元ネタの『ロング・グッドバイ』を観ていないのにも関わらず、ちゃんと面白いという中々の名作。
(原作が面白いのか、はたまた、いまおかさんがスゴいのかは分からないけれども。笑)
個人的傑作『東京の恋人』の森岡龍さんが、同じく主人公を務めているので、姉妹作という印象で観ていたのも良かったかも。
(ちなみに、『東京の恋人』には、いまおかしんじ監督が登場しており、逆に本作では、その監督の下社さんが音楽を担当、そのほか、どちらにも同じロケ地が登場していたりする。)

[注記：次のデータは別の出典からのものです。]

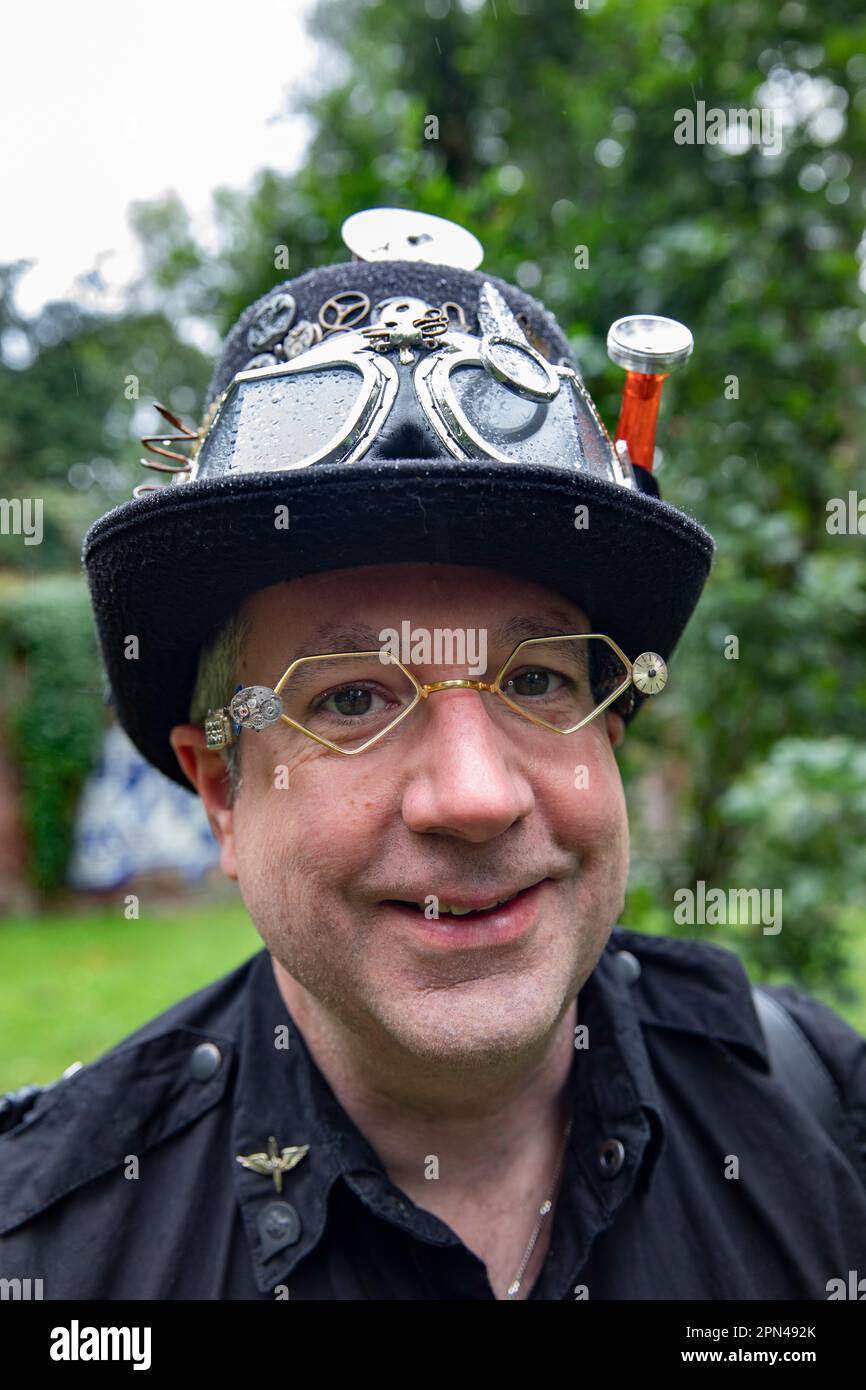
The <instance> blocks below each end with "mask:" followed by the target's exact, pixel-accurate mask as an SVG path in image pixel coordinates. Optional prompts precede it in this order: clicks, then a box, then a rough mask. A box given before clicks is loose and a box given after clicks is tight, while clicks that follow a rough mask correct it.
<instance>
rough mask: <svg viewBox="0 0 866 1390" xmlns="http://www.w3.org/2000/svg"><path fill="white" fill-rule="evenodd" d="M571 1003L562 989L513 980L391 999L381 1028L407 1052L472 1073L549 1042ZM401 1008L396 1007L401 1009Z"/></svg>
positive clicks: (494, 980)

ごく自然な演技でおかしな行動をとるキャラクターを俯瞰で撮っていたり、邪魔にならない程度で小ネタを挟んできたり、良い意味で肩の力が抜けた諸々の演出が好みでしかなかった。
「やなこった」というセリフの反復から起きる気持ちよさとか、主人公と他者との関係性が、いちいち心地よく、ずっと見ていたいほどに愛おしい時間だった。
斬新な死者の回想など、監督が楽しんでいる演出も、所々、垣間見え、作り手としての姿勢としても、学ぶ部分は多かった。
<<エログロおバカメーター>>
エロ ☆×3.0
グロ ☆×0.0
バカ ☆×4.0
・エロポイント
そういうシーンはないのにも関わらず、元カノと主人公の関係性に、それに優る愛しいものがありましたね。
かなり際どい会話をさらっとしちゃう辺りとか、二人の魅力が十二分に発揮されているからこその快活さが素晴らしかったですね。
・おバカポイント
主人公と行動を共にするオカマも、おバカキャラといったら、そうなんですが、その魅力で、後半のホロリとする展開が、際立っているのが良かったです。
最近、仕切りに泣かせようとする邦画が多いんですが、やっぱり、 適度なユーモアがないと、個人的には全く泣けないんですよね……。
古典の名作しかり、コメディ要素は一番難しいものの、上手く描けていれば、かなりの完成度が上がるもので、本作は、その部分を、余裕でクリアしていたのが素晴らしかったです。